I am looking for a sed (or other command) that will find this string and remove it..
Some code I have tried:
grep -rl 646f63756d6 * | xargs sed -i '/<script/,/<\/script>/d'
That one is real close.. But, it removes everything after <script... So, if there is any data after the </script>, it gets removed too.. So, I think it just needs some tweaking...
Thanks for any help!
David
---------- Post updated at 12:50 AM ---------- Previous update was at 12:00 AM ----------
Hello,
I see that my first code won't work, that is meant for deleting a complete line, but sometimes there is valid code at the beginning of the line (like </html>).
So, I think I need the properly formatted find/replace command (s///). I can't seem to come up with the proper find piece.

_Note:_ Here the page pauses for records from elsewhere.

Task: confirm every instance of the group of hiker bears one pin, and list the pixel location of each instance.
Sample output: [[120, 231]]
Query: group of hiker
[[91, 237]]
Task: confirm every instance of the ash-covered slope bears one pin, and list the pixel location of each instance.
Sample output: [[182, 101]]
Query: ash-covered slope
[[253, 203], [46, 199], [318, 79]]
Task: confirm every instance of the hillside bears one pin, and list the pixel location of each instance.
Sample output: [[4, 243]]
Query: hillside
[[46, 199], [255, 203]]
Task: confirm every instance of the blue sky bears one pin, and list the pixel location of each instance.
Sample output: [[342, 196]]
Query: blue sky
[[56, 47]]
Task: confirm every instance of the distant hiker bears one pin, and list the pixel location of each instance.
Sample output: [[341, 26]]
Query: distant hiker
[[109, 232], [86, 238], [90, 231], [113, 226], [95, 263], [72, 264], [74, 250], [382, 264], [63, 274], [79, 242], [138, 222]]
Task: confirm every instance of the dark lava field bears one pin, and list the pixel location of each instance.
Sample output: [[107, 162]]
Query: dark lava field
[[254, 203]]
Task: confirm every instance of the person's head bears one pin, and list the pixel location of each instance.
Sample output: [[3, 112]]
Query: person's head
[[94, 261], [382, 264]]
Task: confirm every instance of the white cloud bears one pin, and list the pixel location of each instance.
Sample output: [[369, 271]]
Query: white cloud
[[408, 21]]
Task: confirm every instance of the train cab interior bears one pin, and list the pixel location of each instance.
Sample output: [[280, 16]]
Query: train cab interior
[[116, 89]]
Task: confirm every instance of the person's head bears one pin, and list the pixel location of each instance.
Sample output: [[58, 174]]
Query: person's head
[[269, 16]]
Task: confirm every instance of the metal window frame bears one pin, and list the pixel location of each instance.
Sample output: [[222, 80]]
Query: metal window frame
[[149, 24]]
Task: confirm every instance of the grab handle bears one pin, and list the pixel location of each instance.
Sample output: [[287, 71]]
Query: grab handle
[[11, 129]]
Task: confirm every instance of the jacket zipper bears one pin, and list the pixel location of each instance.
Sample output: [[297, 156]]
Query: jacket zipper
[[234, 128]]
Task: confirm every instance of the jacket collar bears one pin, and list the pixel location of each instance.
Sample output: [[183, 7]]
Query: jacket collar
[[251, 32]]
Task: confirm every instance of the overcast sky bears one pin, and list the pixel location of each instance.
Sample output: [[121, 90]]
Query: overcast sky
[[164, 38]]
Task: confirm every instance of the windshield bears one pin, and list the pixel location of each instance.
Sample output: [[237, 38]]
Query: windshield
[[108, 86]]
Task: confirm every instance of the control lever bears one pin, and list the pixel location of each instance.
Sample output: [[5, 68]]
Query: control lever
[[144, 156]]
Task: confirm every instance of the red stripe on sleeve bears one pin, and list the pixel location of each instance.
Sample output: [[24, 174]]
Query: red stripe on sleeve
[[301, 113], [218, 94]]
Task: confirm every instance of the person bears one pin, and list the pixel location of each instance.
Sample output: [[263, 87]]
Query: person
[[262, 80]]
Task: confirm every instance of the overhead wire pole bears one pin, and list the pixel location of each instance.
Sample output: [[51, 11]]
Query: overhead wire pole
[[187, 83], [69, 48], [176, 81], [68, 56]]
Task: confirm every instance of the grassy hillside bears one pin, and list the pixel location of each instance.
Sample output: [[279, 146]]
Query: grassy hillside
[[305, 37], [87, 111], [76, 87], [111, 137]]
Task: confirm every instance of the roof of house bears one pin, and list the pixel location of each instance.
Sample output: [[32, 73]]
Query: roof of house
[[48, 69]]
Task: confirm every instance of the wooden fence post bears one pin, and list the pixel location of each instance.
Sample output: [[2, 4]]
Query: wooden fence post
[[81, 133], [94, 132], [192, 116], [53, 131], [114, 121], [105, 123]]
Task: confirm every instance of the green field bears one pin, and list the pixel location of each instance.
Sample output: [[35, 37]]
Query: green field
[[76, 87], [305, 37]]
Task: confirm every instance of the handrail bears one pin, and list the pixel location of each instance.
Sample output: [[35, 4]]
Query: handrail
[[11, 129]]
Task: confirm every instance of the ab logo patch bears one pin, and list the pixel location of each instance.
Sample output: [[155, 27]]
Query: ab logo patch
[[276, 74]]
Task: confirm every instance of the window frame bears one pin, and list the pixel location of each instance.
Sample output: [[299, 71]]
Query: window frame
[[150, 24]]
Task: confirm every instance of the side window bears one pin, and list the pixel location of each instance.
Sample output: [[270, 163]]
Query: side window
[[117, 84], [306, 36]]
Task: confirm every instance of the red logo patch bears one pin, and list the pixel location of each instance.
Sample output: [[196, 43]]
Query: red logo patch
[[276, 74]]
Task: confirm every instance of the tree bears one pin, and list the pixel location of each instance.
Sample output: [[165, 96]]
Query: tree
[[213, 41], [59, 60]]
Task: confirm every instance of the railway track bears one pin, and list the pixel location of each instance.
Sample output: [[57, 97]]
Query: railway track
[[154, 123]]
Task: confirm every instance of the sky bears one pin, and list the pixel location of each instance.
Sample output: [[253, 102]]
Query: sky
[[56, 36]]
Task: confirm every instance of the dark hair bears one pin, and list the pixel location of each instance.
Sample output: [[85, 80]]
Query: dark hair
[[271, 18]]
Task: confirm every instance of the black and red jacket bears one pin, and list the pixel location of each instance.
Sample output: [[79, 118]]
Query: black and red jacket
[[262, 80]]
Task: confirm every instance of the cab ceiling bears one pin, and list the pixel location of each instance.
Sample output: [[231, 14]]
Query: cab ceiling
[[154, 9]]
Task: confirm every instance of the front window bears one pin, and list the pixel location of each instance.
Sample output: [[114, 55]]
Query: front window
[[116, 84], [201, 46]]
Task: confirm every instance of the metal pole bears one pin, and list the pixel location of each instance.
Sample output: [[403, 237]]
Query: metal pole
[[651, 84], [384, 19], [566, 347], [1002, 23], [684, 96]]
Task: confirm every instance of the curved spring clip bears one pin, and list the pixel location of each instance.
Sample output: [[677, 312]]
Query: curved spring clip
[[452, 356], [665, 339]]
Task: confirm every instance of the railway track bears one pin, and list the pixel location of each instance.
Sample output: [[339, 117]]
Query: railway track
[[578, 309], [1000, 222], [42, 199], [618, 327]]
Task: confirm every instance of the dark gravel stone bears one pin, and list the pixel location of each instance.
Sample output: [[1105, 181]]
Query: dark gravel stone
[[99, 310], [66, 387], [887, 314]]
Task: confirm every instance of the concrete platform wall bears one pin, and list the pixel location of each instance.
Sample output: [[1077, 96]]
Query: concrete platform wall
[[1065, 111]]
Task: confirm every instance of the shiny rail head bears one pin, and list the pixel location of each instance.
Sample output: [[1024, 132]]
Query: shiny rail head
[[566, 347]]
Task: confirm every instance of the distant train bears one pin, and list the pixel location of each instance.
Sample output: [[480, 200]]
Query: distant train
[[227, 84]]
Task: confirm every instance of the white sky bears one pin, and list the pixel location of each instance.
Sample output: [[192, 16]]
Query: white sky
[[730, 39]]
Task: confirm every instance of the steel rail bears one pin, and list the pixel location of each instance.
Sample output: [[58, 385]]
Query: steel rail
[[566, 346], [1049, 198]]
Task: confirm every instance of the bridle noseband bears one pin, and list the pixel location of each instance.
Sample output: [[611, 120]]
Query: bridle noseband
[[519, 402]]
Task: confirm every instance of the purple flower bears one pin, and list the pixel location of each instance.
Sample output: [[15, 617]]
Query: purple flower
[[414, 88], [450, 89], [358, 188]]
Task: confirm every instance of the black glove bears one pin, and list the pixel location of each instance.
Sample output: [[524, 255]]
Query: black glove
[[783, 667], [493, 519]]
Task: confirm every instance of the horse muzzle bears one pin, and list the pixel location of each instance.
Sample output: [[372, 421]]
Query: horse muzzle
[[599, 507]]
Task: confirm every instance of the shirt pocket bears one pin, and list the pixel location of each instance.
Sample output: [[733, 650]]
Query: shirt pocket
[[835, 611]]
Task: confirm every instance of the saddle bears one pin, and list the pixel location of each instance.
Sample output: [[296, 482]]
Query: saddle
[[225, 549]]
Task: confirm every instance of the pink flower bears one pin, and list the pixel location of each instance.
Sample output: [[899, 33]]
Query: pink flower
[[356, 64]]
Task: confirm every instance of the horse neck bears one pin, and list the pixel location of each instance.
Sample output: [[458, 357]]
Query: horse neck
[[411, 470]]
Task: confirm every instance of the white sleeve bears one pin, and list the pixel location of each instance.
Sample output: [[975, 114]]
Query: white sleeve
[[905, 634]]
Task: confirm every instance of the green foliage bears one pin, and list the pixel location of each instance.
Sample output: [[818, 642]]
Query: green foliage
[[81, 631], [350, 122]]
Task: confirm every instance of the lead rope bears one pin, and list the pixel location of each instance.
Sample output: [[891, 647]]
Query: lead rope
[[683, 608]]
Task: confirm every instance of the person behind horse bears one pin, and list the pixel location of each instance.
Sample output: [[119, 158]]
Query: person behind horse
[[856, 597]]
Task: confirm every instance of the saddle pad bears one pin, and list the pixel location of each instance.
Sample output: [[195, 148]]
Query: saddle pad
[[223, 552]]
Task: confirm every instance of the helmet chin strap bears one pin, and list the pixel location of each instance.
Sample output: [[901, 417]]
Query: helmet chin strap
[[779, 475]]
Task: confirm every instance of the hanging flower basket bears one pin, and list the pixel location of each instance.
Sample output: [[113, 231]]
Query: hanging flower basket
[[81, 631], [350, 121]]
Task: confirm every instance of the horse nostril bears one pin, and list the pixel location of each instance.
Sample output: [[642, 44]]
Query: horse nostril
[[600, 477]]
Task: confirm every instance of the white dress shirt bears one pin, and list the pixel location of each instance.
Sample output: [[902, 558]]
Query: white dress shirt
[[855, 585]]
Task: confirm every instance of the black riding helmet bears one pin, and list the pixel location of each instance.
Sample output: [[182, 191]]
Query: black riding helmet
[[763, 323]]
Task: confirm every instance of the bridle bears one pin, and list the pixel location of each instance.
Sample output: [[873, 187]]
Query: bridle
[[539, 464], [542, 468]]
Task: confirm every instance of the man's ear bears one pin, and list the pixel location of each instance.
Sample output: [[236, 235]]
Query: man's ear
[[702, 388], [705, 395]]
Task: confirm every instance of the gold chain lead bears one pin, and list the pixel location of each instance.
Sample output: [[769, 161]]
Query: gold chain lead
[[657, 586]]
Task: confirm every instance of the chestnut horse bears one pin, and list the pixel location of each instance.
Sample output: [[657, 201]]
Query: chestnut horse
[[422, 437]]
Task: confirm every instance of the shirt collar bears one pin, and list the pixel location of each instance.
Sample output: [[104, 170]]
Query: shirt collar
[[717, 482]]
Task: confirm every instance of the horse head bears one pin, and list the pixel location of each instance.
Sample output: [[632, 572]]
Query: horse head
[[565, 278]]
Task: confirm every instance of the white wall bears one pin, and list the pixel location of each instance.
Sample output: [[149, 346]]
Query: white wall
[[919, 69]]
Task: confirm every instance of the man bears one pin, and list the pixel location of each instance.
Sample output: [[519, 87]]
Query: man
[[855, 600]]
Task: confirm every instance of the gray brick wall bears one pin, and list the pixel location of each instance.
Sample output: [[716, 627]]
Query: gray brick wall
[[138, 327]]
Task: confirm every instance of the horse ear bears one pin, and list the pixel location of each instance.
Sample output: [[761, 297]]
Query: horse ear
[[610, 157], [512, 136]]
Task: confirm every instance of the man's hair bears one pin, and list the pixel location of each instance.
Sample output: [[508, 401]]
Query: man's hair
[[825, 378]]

Had another situation occur that was about the same as this one, except the javascript is across multiple lines (vs all on the same line like my first issue). I did get those files cleaned up, thanks again rangarasan.
This one goes more like this:
<script>^M
function vdch () {^M
..
..
..
</script>
each line ends with the ^M character, so that will probably affect the command a bit.
Is there a sed variant of the one presented that would support multiple lines of this nature?
First, if your file is in Unix/Linux, then remove those "^M" characters by feeding it to the "dos2unix" command.
dos2unix your_file
od -bc your_file
The "od -bc" command prints an octal dump of the file contents; ensure that you do **not** see any "\r" characters after the dos2unix command has been run on your file.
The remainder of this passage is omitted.